London is a highly private City – our Community Centres are primarily private, save those in the most needy communities. This is unlike many urban areas where the City offers recreation space and programming rather than a private company. Surely the City does have some of these facilities but I know they’re not located anywhere close to me to be able to get there on foot and I’m not sure how many buses I’d have to take to get there either.

These are but a few of the natural barriers to community engagement in London. I believe the biggest issue though is the lack of full-time politicians with areas small enough to truly get to work on City-building efforts which must, to be successful, occur on a micro, block-by-block basis. How does London intensify its’ building density and population density in order to relieve the costs of sprawl and the rising costs of Oil (not to mention the multitude looming resource depletion issues) or minimize our dependence on automobiles and hence, our increasing output of Greenhouse Gases?

Can local Councillors solve all these questions? Of course they can’t. But, a local Councillor is a key tool for engaging residents and businesses in their neighbourhoods about the myriad of services that Cities deliver. When residents are afforded the opportunity for true engagement – not just once-every-4-yr elections and not just Master Plan vision sessions, but as their neighbourhood and community grow lot by lot, issue by issue, and on an ongoing basis, they become more engaged as residents of the City.
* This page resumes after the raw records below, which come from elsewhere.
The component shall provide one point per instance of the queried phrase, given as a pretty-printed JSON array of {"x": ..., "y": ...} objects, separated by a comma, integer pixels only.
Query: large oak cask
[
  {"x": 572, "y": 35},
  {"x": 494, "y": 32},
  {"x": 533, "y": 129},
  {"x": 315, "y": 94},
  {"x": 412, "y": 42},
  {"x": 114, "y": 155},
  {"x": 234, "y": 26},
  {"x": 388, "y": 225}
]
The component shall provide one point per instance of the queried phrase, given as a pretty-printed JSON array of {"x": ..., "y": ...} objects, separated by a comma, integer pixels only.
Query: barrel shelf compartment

Lastly, a word to those who would oppose paying politicians more than they already get or who think that people should simply do the job because they care about their community. This position is rather naïve and sadly misinformed about both economics and about labour market choices. It’s also an insult to those who might aspire to earn a higher living through hard work and community engagement. To single mothers it says, don’t give up your day job or you won’t be able to feed your children any better and will have less time to raise them. It also tells the office holder that their day job means more and is priority number one.

The quality of the candidates that run for office is also a result of the pay. Not everyone can afford to do it for altruistic reasons. One should look at salaries in competitive positions in the London marketplace. This is not manual labour. Consider what a University Prof makes, for instance? Or a good Accountant – Paul Van Meerbergen works a full-time job in addition to being a Councillor but having lived in his ward for 2 years (actually, directly around the corner) and I can honestly say I’ve never met the man. Paul Hubert runs Pathways in his spare time (I don’t think he actually has any spare time) and since it’s located downtown, Hubert is incredibly active and I think a bright light on Council. But he’s highly educated and his job pays much more than his Council position. But Paul is rather rare and I’d bet he’d devote much more of his time (beyond what I know he puts back in the income he gets from being a Councillor) if he were paid more. And I’m sure higher pay would draw many more great candidates in every ward. As it is, given the hassle that comes with the benefits, the insults that come faster than the thank-you’s, the loss of family time, etc., the pay really isn’t much at all. And while I love the notion that people ought to do this out of the goodness of their hearts, I believe in the power of economics and incentives. There’s a long-term message to kids making long-term career decisions that they should pursue other, ‘more worthwhile’ careers that pay more – public office, at least at the local level in London, is not a real career choice. Is it any wonder Councillors are held in such low esteem? Pay is a powerful signal.

Finally, while paying Councillors more is no guarantee of the City’s success in building a sustainable and resilient economy, I can guarantee that no successful City operates with Councillors who have to keep other jobs to pay their bills. By being penny-wise and pound foolish when it comes to political representation at City Hall we short-change our City, our future and ourselves.